You can think of the stock exchange as the way the traditional market works only that commodities sold are in the form of shares, stocks, securities and other assets.
How does it works?
The stock exchange works as an open but secure market that allows buyers(individuals) and sellers(mostly companies) to meet and interact as in a traditional offline market setting. Transactions are further made after interactions and agreement has been made. In the market buyers are guaranteed to have of having fair pricing, transparency, and zero to low operational risks of acquiring the available financial instruments.
When we consider further how the market works; we discover that it operates as a primary and secondary market.
As a primary market, the market allows companies to issue and sell shares (which are the company’s worth divided into several fragments and sold at a price for each ) to the public (individuals) who are also considered investors. Here, the investors, buy the share with an expectation of having a rise in value(capital) for the share over some time or to receive dividends(part of the company’s profits usually paid by a company to its investors). Sometimes, investors expect both.

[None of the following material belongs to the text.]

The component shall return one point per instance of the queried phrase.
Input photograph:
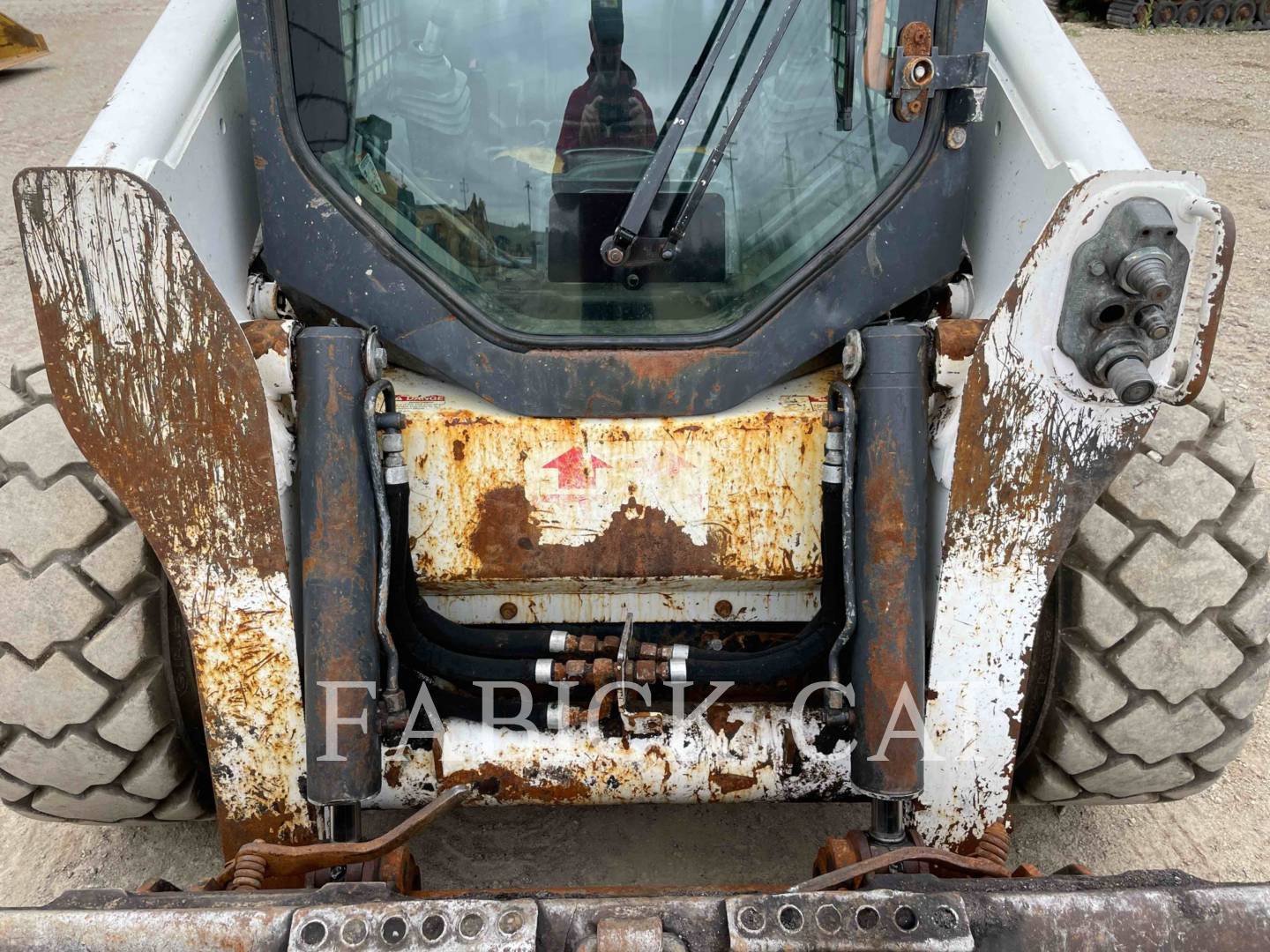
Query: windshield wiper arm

The stock exchange as a secondary market allows investors to further buy and sell the securities and stocks they own.
In conclusion, the market is mainly a facilitator for the entire capital raising process done by both ends(companies and investors ) of which it receives a certain fee for this service from companies within it.
The primary function of the market is to efficiently match buying and selling orders which are achieved after it has received access to the data needed for buying and selling.

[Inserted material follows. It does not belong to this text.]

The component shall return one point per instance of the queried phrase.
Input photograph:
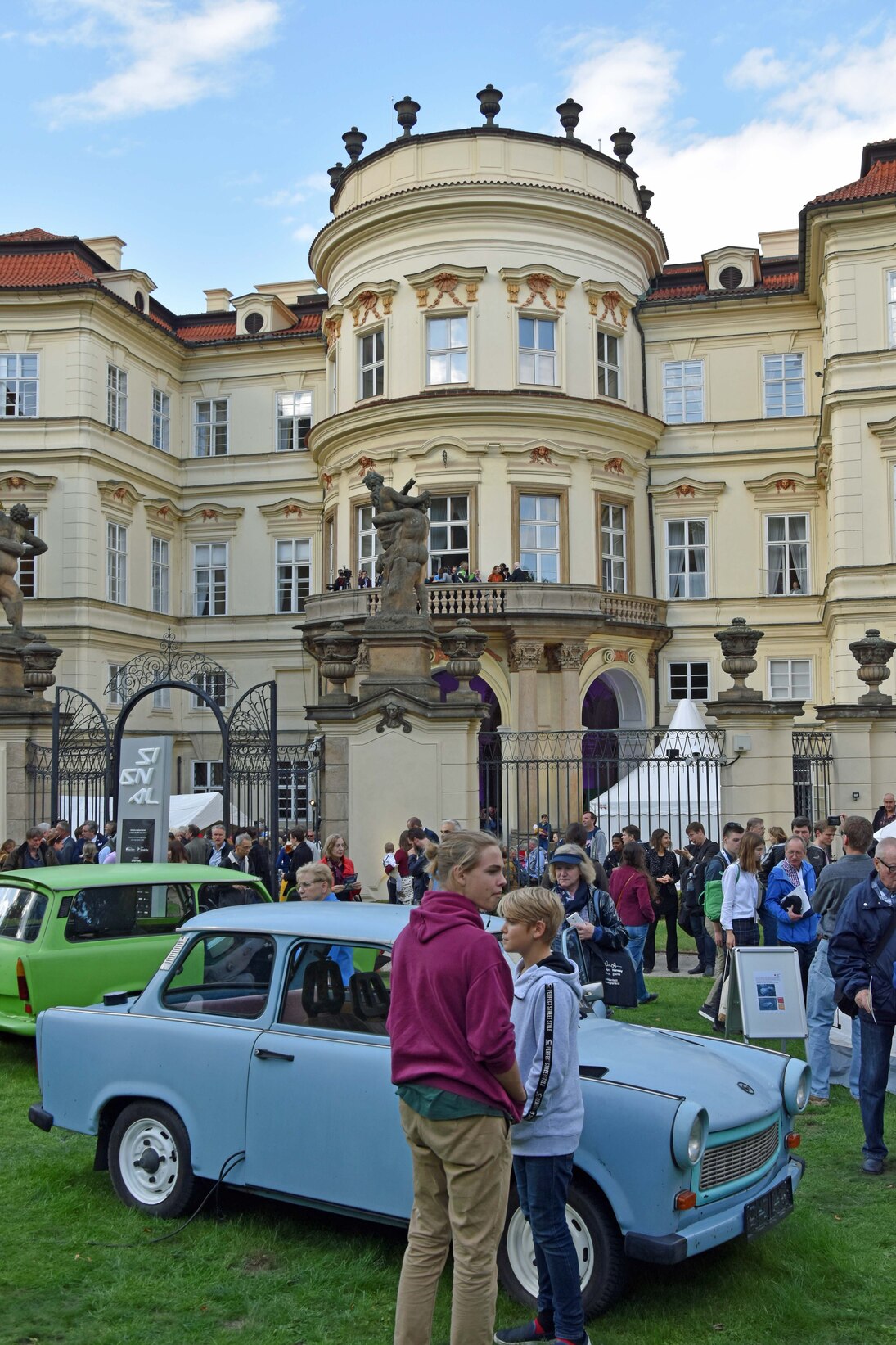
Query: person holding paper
(789, 897)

The market leverages the following data to facilitate buying and selling;
- Price transparency; this is the information of the bid(offers made to purchase securities), asks(price seller is willing to accept for the security being sold) and trading quantities for available stocks
- Price discovery; is the process of setting the proper price for an asset, security etc of which supply and demand is often considered here.
- Liquidity: the ease with a particular security can be converted into ready cash without impact on the market price.
Who can trade in a stock market?
This is one of the most frequently asked questions about the market. Well, people eligible to trade in the stock market are divided into these categories;
- Market makers – Companies and individuals who perform bids and ask for a particular security.
- Investors – Individuals who commit capital and accepted funds with the expectancy of receiving financial returns within a specified time.
- Traders – Individuals who engage in the act of buying and selling assets in the stock market either for themselves or in place of another individual.
- Speculators – Individuals who buy financial instruments intending to sell at later date to earn a profit. The difference between speculators and investors is that speculators intend to sell their assets in a shorter time than investors and their primary goal is to earn higher profits.
Benefits of Investing in the Market
- Investing in the stock market provides a great opportunity for growing money, when considering the buy at a low price and sell at a high option.
- It is a legit way of earning extra income which can be achieved in the form of dividends(which is money paid by a company from its profits to its investors who are those who have bought security or stocks from them). Dividends are a 2-way opportunity of making money.
- A stock market is a convenient approach to planning for the future. When you buy stocks, for instance, at the stock market, you buy a small piece of company ownership and net worth which would appreciate within the years.
- The market also provides an alternative for diversifying investments. Because there are several companies listed in a market, you can conveniently, buy financial instruments from different sectors and even go global to other countries. This reduces the risk of investing in one company whose worth could depreciate over time.
How is the Stock market regulated?
The market is regulated by the approved monetary authority and institution relevant to the affairs of the stock market. In Nigeria, the market is regulated by the Security and Exchange Commission (SEC).